Only nine out of nearly 340 Hong Kong secondary schools polled in a survey intend to resume full in-person classes after the Lunar New Year holiday by meeting a government condition that all staff be regularly tested for the coronavirus.
The poll by the Hong Kong Association of the Heads of Secondary Schools, released on Tuesday, also found nearly 90 per cent of principals were concerned about the practicality of the screening.
Survey results released by the Professional Teachers’ Union last week flagged up similar concerns, with about 90 per cent of about 12,000 educators polled saying the Education Bureau’s plan was unreasonable and would prove ineffective in containing the virus.
The education minister has defended the scheme, arguing it is simply an option for schools seeking to resume full classes, while city leader Carrie Lam Cheng Yuet-ngor has hinted the government might relax social-distancing measures to allow more pupils to return to school after the holiday.
The bureau announced last week that schools would be allowed to bring up to a third of their student body back to the classroom after the festivities, but all staff would have to undergo Covid-19 tests every two weeks in order for every pupil to return.
Most pupils have been doing their lessons online since early December, owing to social-distancing rules, with only small groups – no more than a sixth of a school’s student body – allowed to return to campuses for tests or classes from last month.

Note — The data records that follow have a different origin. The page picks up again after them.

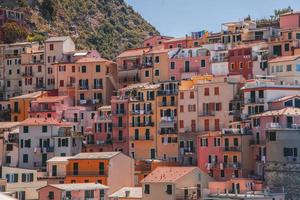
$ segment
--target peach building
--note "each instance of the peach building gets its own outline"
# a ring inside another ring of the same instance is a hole
[[[84,182],[107,185],[109,194],[134,186],[134,161],[121,152],[79,153],[69,159],[65,183]]]
[[[142,180],[142,199],[200,199],[210,180],[197,167],[158,167]]]
[[[135,159],[157,157],[157,110],[158,84],[132,84],[121,89],[128,98],[129,153]]]
[[[177,81],[160,82],[156,95],[157,158],[178,161],[178,85]]]
[[[48,38],[44,45],[46,89],[53,90],[58,79],[52,64],[61,60],[64,53],[75,51],[75,44],[71,37],[61,36]]]
[[[38,199],[100,199],[108,200],[108,187],[100,183],[49,184],[38,189]]]
[[[254,169],[247,128],[223,129],[198,136],[198,166],[217,180],[248,177]]]
[[[114,62],[83,57],[72,63],[57,63],[53,66],[60,95],[74,96],[76,105],[110,104],[112,92],[117,87]]]
[[[10,98],[11,121],[23,121],[29,117],[31,102],[47,96],[46,92],[38,91]]]
[[[64,119],[64,112],[73,106],[73,99],[68,96],[45,96],[31,101],[29,115],[32,118]]]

But many educators argue the screening rule places an unfair burden on the schools.
The poll conducted by the secondary school heads association between Saturday and Monday found 94 per cent of the 338 schools planned to only bring back up to one-third of students after the coming holiday. The number of respondents accounted for nearly 90 per cent of the group’s 378 members or two-thirds of the 500 secondary schools in the city.

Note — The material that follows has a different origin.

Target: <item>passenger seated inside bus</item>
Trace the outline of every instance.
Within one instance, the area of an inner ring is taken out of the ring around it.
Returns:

It found 89 per cent of principals questioned the feasibility of screening all staff members every two weeks, while about 85 per cent raised concerns over the legal basis of asking teachers to get tested. Some 82 per cent believed parents, teachers and management held conflicting views on the issue.
A quarter of school heads said they would consult their teachers on the bureau’s plans for regular testing, while 34 per cent of schools said they had no plans to do so, and another 41 per cent said they had not yet made a decision.
“We regret that the Education Bureau has insisted it goes ahead with its suggested testing plans,” said Michael Wong Wai-yu, the association’s honorary executive secretary. “The local pandemic situation is still fluctuating and even with 100 per cent of teachers tested, it might just give a false sense of safety.”
Wong also asked whether the testing plan had backing from health experts and warned it would add to the administrative burden schools faced, especially in relation to part-time teachers responsible for extracurricular activities.
More than 130 pupils and teachers at Shau Kei Wan Government Secondary School were sent into quarantine on Monday after two Form Six students tested positive. Both had sat an exam in the same school hall earlier this month.
Wong said the incident showed contagion risks continued to challenge the community and the city might not be ready to fully resume classes.
Cheung Yung-pong, the honorary chairman of the Aided Primary School Heads Association, told the Post some primary school principals were also lukewarm towards the regular testing plan.
“Among the principal representatives from the 18 districts [in Hong Kong] of our association, so far none has said they would be participating in the testing plans [for full class resumption],” he said.
Cheung, principal of SKH St James‘ Primary School, said his school had no plans yet to screen all staff and would only bring back Primary Six pupils – or a sixth of its student population – on the week after the Lunar New Year holiday ended on February 22.
But he agreed the bureau’s plan offered an option for schools to return to normal teaching, particularly those that charged fees such as international and private schools, as well as some kindergartens.
Secretary for Education Kevin Yeung Yun-hung on Tuesday again rejected the schools’ concerns and hoped teachers and principals would not feel any pressure.
“If all staff at a school are willing to undergo regular virus tests, it could further reduce health risks at schools,” Yeung said. “Under this circumstance, more pupils can be allowed to return to campus. This is just an option and we are not requiring schools to do so.”
Pandemic-prevention guidelines would be updated soon to require pupils inform their schools if they lived in buildings issued with a compulsory testing order, he said. They would not be allowed to return to campus until they produced a negative test result.